CIO

Blog: Windows 7 Changes: Too Many Too Late?

It looks like the Windows 7 team has been pretty busy over the past month and a half.

On the Engineering Windows 7 blog, Microsoft has listed the 36 changes it has made to Windows 7 since the beta release. Most of the tweaks are to the user interface and most are helpful and improve navigation.
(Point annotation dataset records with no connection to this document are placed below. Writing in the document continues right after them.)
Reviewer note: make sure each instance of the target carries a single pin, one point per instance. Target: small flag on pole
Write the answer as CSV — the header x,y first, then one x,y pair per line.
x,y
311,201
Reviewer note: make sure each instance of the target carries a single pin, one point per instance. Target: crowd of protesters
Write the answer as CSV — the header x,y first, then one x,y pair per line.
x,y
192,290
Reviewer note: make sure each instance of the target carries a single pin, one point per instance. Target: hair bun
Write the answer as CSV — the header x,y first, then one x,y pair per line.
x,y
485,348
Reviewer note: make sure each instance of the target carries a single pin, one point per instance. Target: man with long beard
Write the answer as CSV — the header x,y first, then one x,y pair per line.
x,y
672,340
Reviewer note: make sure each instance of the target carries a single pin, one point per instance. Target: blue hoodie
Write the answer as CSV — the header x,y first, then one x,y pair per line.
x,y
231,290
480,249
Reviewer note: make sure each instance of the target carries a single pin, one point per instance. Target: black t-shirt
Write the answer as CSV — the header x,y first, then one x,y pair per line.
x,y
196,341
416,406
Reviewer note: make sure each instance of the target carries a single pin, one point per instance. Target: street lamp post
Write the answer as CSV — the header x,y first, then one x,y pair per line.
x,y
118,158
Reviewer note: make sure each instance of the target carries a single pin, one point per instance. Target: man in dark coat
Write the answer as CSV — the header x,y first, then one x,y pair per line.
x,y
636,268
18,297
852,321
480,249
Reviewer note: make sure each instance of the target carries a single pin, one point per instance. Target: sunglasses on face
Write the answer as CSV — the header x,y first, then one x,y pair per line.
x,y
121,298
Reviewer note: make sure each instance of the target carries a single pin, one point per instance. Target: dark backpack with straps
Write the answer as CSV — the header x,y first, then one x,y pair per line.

Other enhancements are to Windows Media Player, Control Panel, touch-screen capabilities, and Windows Explorer and Libraries.

As I glanced over the list written by Windows senior program manager Chaitanya Sareen, I nodded in agreement about tweaks such as more keyboard shortcuts for the taskbar, room for more icons in the taskbar and limiting the amount of items in a jump list.

But I also couldn't help but ask myself: "Isn't it a little late for this many changes?"

It's not that the changes are frivolous — though Windows blogger Paul Thurrott would beg to differ, calling it a "laundry list of tiny changes" — it just seems that this many UI changes should not be part of the release candidate of an operating system.

Microsoft Watch blogger Joe Wilcox wrote that it's disconcerting that Microsoft is relying so heavily on feedback from literally millions of people with different tastes and also that tweaks this late in the game are to desktop features, and not compatibility testing and bug fixes.

"Major UI changes should have been made long ago," Wilcox writes. "Software development shouldn't be a democratic process, at least not one with a population of millions of testers. Design by committee is a design for failure."

It's always good to listen to your customers, but Microsoft looks like it is frantically making 11th hour changes just to show that it cares. You can't please everybody.

What do you think? Is Microsoft making too many interface changes too late and over-listening to testers?